Even when investors rejected NIO, many still respected him personally. This reputation kept him in the game, allowing him to get meetings that others couldn't. He leveraged his entire network, calling in favors and making his case with relentless persistence.

The breakthrough finally came from an unexpected place: the city of Hefei. The municipal government of Hefei, looking to invest in strategic high-tech industries, saw the potential in NIO despite its current troubles. They were not just looking at the balance sheet; they were betting on the future of the electric vehicle industry and on Li Bin's proven track record as an entrepreneur.

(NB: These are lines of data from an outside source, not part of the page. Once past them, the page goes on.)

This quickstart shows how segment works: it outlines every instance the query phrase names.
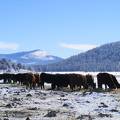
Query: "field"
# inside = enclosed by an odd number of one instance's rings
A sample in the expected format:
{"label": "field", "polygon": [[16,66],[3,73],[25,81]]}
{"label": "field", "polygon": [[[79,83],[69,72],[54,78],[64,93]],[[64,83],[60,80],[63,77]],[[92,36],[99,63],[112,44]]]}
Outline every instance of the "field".
{"label": "field", "polygon": [[0,119],[120,120],[120,90],[71,92],[49,87],[26,90],[17,84],[0,84]]}

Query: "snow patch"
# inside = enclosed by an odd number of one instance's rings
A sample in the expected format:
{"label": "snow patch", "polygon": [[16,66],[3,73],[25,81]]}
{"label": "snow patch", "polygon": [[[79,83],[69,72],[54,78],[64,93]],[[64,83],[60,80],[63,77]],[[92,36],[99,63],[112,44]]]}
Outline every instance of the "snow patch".
{"label": "snow patch", "polygon": [[35,51],[33,53],[31,53],[30,55],[36,57],[36,58],[43,58],[43,57],[46,57],[48,56],[48,53],[46,51]]}
{"label": "snow patch", "polygon": [[[31,52],[29,54],[26,54],[21,57],[22,59],[41,59],[41,60],[55,60],[54,57],[50,56],[48,52],[36,50],[34,52]],[[31,64],[31,63],[30,63]]]}

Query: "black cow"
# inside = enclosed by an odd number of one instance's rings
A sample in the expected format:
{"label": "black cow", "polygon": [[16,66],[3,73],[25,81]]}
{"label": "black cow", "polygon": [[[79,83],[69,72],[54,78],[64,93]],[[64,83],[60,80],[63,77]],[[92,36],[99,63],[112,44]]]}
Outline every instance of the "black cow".
{"label": "black cow", "polygon": [[114,84],[116,85],[117,88],[120,88],[120,84],[118,83],[116,77],[114,75],[111,74],[112,80],[114,82]]}
{"label": "black cow", "polygon": [[0,80],[3,79],[3,83],[12,83],[12,80],[13,80],[13,76],[14,74],[11,74],[11,73],[3,73],[3,74],[0,74]]}
{"label": "black cow", "polygon": [[54,81],[55,81],[55,77],[54,75],[52,74],[47,74],[47,73],[41,73],[40,74],[40,80],[41,80],[41,83],[43,84],[44,86],[44,83],[51,83],[51,88],[54,89],[55,85],[54,85]]}
{"label": "black cow", "polygon": [[33,73],[18,73],[14,75],[14,81],[21,85],[26,85],[26,88],[35,88],[35,76]]}
{"label": "black cow", "polygon": [[110,89],[115,89],[116,88],[113,77],[109,73],[99,73],[99,74],[97,74],[97,82],[98,82],[98,88],[102,88],[103,84],[105,85],[105,88],[107,88],[107,86]]}
{"label": "black cow", "polygon": [[48,74],[48,73],[41,73],[40,75],[41,83],[51,83],[52,89],[59,89],[61,87],[67,87],[69,84],[69,79],[66,74]]}

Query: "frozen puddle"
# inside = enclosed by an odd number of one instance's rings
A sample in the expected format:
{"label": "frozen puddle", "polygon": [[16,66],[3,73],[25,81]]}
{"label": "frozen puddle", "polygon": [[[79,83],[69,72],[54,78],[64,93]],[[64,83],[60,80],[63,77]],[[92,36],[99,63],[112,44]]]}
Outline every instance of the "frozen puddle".
{"label": "frozen puddle", "polygon": [[120,93],[26,90],[0,84],[0,118],[120,120]]}

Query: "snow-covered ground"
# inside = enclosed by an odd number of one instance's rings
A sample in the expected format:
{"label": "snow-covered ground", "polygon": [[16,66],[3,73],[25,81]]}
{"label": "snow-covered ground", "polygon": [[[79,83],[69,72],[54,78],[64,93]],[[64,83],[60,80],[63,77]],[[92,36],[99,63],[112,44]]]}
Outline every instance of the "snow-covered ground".
{"label": "snow-covered ground", "polygon": [[19,85],[0,84],[0,118],[25,120],[27,117],[30,120],[120,120],[120,91],[26,90]]}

In April 2020, NIO announced a strategic financing deal worth 7 billion RMB (approximately $1 billion USD) with a group of state-owned investment funds led by the Hefei government. This was the lifeline the company desperately needed. It wasn't just cash; it was a powerful endorsement from a major government entity that instantly restored market confidence.

The Comeback King

The Hefei deal was the turning point. With its finances secured, NIO was able to weather the storm and continue its expansion. The user loyalty that Li Bin had protected at all costs began to pay off. NIO owners became the brand's most passionate evangelists, and word-of-mouth recommendations drove sales.

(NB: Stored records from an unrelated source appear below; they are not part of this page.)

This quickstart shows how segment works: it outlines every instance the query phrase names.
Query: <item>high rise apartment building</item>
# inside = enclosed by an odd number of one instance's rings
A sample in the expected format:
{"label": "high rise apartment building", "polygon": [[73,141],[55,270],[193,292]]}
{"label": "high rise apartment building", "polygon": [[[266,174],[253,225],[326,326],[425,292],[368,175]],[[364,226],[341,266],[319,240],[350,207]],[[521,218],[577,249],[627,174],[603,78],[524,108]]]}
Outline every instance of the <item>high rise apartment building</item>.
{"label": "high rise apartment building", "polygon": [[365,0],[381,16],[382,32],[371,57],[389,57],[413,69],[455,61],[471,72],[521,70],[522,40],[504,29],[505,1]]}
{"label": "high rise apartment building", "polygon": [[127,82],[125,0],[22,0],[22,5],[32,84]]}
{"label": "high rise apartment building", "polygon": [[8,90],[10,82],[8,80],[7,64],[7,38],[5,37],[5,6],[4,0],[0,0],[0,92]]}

As the market recovered and NIO launched new, successful models, its stock price began a legendary ascent, soaring to over $60 and making it one of the most valuable car companies in the world. The man who was once the "most miserable" had orchestrated one of the most remarkable comebacks in modern business history.

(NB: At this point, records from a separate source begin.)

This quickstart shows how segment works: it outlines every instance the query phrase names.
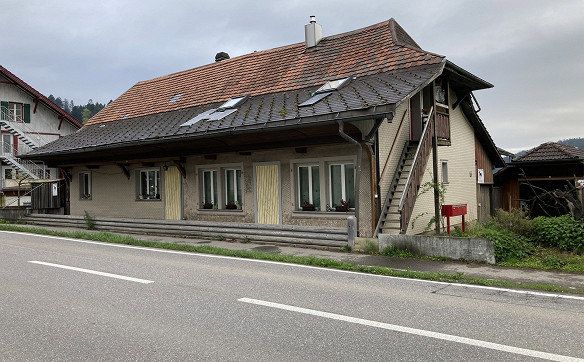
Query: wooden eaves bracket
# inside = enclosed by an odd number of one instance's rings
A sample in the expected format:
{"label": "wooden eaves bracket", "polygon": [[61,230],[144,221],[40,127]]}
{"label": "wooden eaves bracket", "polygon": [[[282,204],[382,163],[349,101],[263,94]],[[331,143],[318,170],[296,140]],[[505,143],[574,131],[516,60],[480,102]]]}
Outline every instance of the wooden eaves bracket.
{"label": "wooden eaves bracket", "polygon": [[130,179],[130,169],[128,168],[128,165],[124,165],[124,164],[118,163],[118,167],[120,169],[122,169],[122,172],[124,173],[124,175],[126,175],[126,177],[129,180]]}

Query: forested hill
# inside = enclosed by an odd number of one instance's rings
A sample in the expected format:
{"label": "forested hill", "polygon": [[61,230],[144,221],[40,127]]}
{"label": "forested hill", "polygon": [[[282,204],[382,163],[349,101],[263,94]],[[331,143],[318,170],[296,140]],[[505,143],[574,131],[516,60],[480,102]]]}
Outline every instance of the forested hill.
{"label": "forested hill", "polygon": [[584,137],[568,138],[566,140],[561,140],[560,143],[568,146],[578,147],[579,149],[584,150]]}
{"label": "forested hill", "polygon": [[[105,107],[105,104],[99,102],[94,103],[92,99],[87,101],[87,104],[75,105],[72,100],[61,97],[55,98],[55,96],[52,94],[48,98],[56,105],[63,108],[65,112],[69,113],[83,123],[85,123],[85,121],[93,117],[97,112]],[[111,103],[111,101],[109,101],[108,104],[109,103]]]}

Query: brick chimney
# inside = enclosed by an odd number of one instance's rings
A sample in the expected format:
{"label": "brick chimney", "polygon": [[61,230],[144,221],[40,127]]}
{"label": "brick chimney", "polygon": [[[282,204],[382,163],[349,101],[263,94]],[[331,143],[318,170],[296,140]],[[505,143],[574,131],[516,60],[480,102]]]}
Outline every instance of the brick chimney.
{"label": "brick chimney", "polygon": [[310,16],[310,23],[304,25],[304,38],[306,47],[315,47],[322,39],[322,26],[316,22],[316,16]]}

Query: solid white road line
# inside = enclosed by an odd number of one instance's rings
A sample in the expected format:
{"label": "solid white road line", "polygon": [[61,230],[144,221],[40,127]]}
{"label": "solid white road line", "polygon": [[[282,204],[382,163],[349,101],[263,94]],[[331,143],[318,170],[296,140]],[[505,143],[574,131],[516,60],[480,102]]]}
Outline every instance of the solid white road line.
{"label": "solid white road line", "polygon": [[105,243],[105,242],[101,242],[101,241],[90,241],[90,240],[83,240],[83,239],[65,238],[65,237],[60,237],[60,236],[40,235],[40,234],[25,233],[25,232],[20,232],[20,231],[0,230],[0,233],[36,236],[36,237],[41,237],[41,238],[46,238],[46,239],[56,239],[56,240],[61,240],[61,241],[63,241],[63,240],[64,241],[73,241],[76,243],[100,245],[100,246],[113,247],[113,248],[135,249],[135,250],[142,250],[142,251],[153,251],[156,253],[189,255],[189,256],[198,256],[198,257],[212,258],[212,259],[229,259],[229,260],[237,260],[240,262],[259,263],[259,264],[286,265],[286,266],[291,266],[291,267],[295,267],[295,268],[325,270],[325,271],[332,272],[332,273],[356,274],[356,275],[361,275],[363,277],[371,277],[371,278],[397,279],[397,280],[404,280],[404,281],[416,282],[416,283],[452,285],[452,286],[458,286],[458,287],[464,287],[464,288],[495,290],[495,291],[505,292],[505,293],[522,294],[522,295],[545,297],[545,298],[574,299],[574,300],[584,301],[584,297],[577,296],[577,295],[543,293],[543,292],[534,292],[534,291],[530,291],[530,290],[509,289],[509,288],[500,288],[500,287],[487,287],[487,286],[483,286],[483,285],[474,285],[474,284],[449,283],[449,282],[439,282],[439,281],[435,281],[435,280],[392,277],[392,276],[388,276],[388,275],[367,274],[367,273],[360,273],[360,272],[354,272],[354,271],[348,271],[348,270],[322,268],[322,267],[311,266],[311,265],[282,263],[282,262],[270,261],[270,260],[244,259],[244,258],[238,258],[238,257],[234,257],[234,256],[190,253],[190,252],[186,252],[186,251],[156,249],[156,248],[147,248],[147,247],[142,247],[142,246],[123,245],[123,244],[109,244],[109,243]]}
{"label": "solid white road line", "polygon": [[355,324],[360,324],[360,325],[364,325],[364,326],[368,326],[368,327],[381,328],[381,329],[386,329],[386,330],[390,330],[390,331],[394,331],[394,332],[414,334],[414,335],[423,336],[423,337],[429,337],[429,338],[441,339],[441,340],[450,341],[450,342],[467,344],[470,346],[488,348],[488,349],[492,349],[492,350],[496,350],[496,351],[503,351],[503,352],[519,354],[519,355],[523,355],[523,356],[542,358],[542,359],[547,359],[550,361],[580,361],[580,362],[584,362],[584,359],[576,358],[576,357],[569,357],[569,356],[562,356],[559,354],[534,351],[531,349],[507,346],[504,344],[486,342],[486,341],[481,341],[478,339],[465,338],[465,337],[454,336],[451,334],[432,332],[432,331],[427,331],[424,329],[416,329],[416,328],[398,326],[396,324],[376,322],[376,321],[371,321],[368,319],[349,317],[349,316],[345,316],[342,314],[328,313],[328,312],[322,312],[322,311],[314,310],[314,309],[295,307],[292,305],[267,302],[264,300],[251,299],[251,298],[240,298],[240,299],[238,299],[238,301],[244,302],[244,303],[261,305],[261,306],[270,307],[270,308],[287,310],[290,312],[297,312],[297,313],[302,313],[302,314],[313,315],[313,316],[321,317],[321,318],[328,318],[328,319],[334,319],[334,320],[343,321],[343,322],[355,323]]}
{"label": "solid white road line", "polygon": [[73,270],[73,271],[78,271],[78,272],[87,273],[87,274],[101,275],[102,277],[122,279],[122,280],[127,280],[127,281],[130,281],[130,282],[136,282],[136,283],[142,283],[142,284],[154,283],[154,281],[152,281],[152,280],[138,279],[138,278],[127,277],[127,276],[124,276],[124,275],[104,273],[104,272],[90,270],[90,269],[77,268],[77,267],[74,267],[74,266],[67,266],[67,265],[46,263],[44,261],[31,260],[31,261],[29,261],[29,263],[46,265],[46,266],[52,266],[52,267],[55,267],[55,268]]}

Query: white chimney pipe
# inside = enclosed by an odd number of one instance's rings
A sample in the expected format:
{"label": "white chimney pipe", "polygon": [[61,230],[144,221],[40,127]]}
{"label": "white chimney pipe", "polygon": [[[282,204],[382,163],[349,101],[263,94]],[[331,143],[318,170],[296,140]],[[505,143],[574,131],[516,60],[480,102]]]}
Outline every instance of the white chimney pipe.
{"label": "white chimney pipe", "polygon": [[322,26],[316,22],[316,16],[310,16],[310,23],[304,25],[304,37],[306,40],[306,47],[315,47],[320,39],[322,39]]}

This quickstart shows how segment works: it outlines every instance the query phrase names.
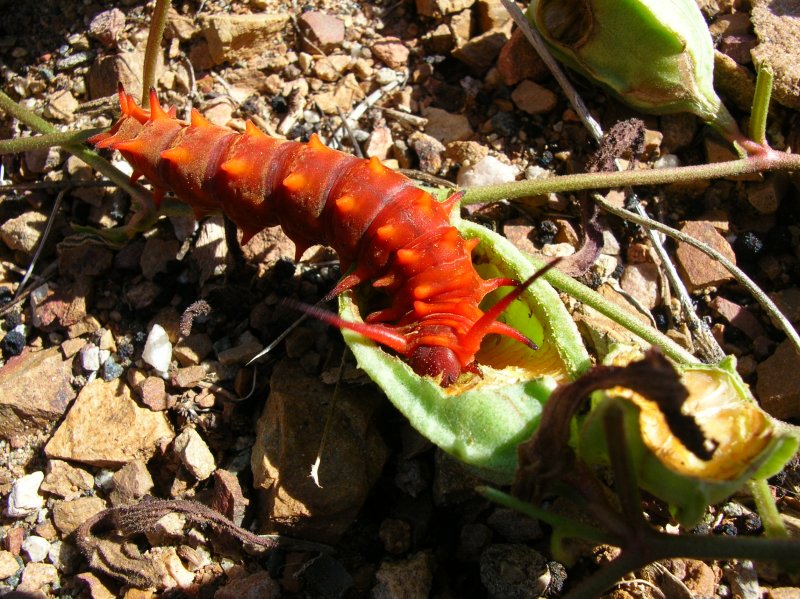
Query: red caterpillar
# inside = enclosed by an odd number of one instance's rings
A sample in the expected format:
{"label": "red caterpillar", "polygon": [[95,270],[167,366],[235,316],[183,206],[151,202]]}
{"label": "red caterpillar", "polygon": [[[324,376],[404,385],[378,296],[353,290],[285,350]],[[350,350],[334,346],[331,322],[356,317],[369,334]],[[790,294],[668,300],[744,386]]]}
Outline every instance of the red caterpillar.
{"label": "red caterpillar", "polygon": [[329,297],[371,281],[392,300],[366,323],[306,308],[313,316],[393,349],[417,374],[441,377],[442,386],[477,372],[475,353],[487,334],[535,347],[496,320],[528,282],[486,313],[478,307],[490,291],[515,283],[483,280],[475,271],[470,253],[478,241],[462,238],[448,220],[460,194],[437,202],[377,158],[330,149],[316,135],[308,143],[285,141],[250,122],[237,133],[197,111],[184,123],[174,109],[162,109],[154,91],[149,112],[121,87],[119,100],[119,121],[90,142],[119,150],[134,178],[143,175],[153,184],[157,200],[172,191],[198,215],[222,210],[245,241],[280,225],[298,256],[325,243],[339,255],[342,270],[351,269]]}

Li Bin's story is not about a single brilliant move, but about unwavering conviction in a long-term vision, even under unimaginable pressure. It's a lesson that when a crisis hits, sometimes the most logical-sounding advice is the most dangerous. Sometimes, you have to protect the soul of your company, even if it feels like you're burning your only lifeboat for fuel. Because in the end, it might be the very thing that carries you to the distant shore.


Key Takeaways

  1. Protect Your Core Value, Especially in a Crisis: While the world screamed for cost-cutting, Li Bin identified unwavering user service as NIO's non-negotiable core. He understood that sacrificing your brand's soul for short-term survival is a false economy. In your own challenges, identify the one thing that truly defines you and protect it at all costs.
  2. Your Reputation is Your Ultimate Collateral: When the numbers look bad and the market turns against you, a long-term reputation for integrity and competence is your final line of credit. Li Bin's decades of building trust in the business community were what kept him in the room long enough to find a solution. Your personal brand isn't a vanity project; it's a strategic asset.
  3. Look for Strategic Partners, Not Just Investors: The Hefei government wasn't just a source of cash; they were a strategic partner who shared a long-term vision for the industry. When seeking help, look for those whose interests align with yours on a fundamental level, not just on a spreadsheet. Their conviction will endure when transactional investors flee.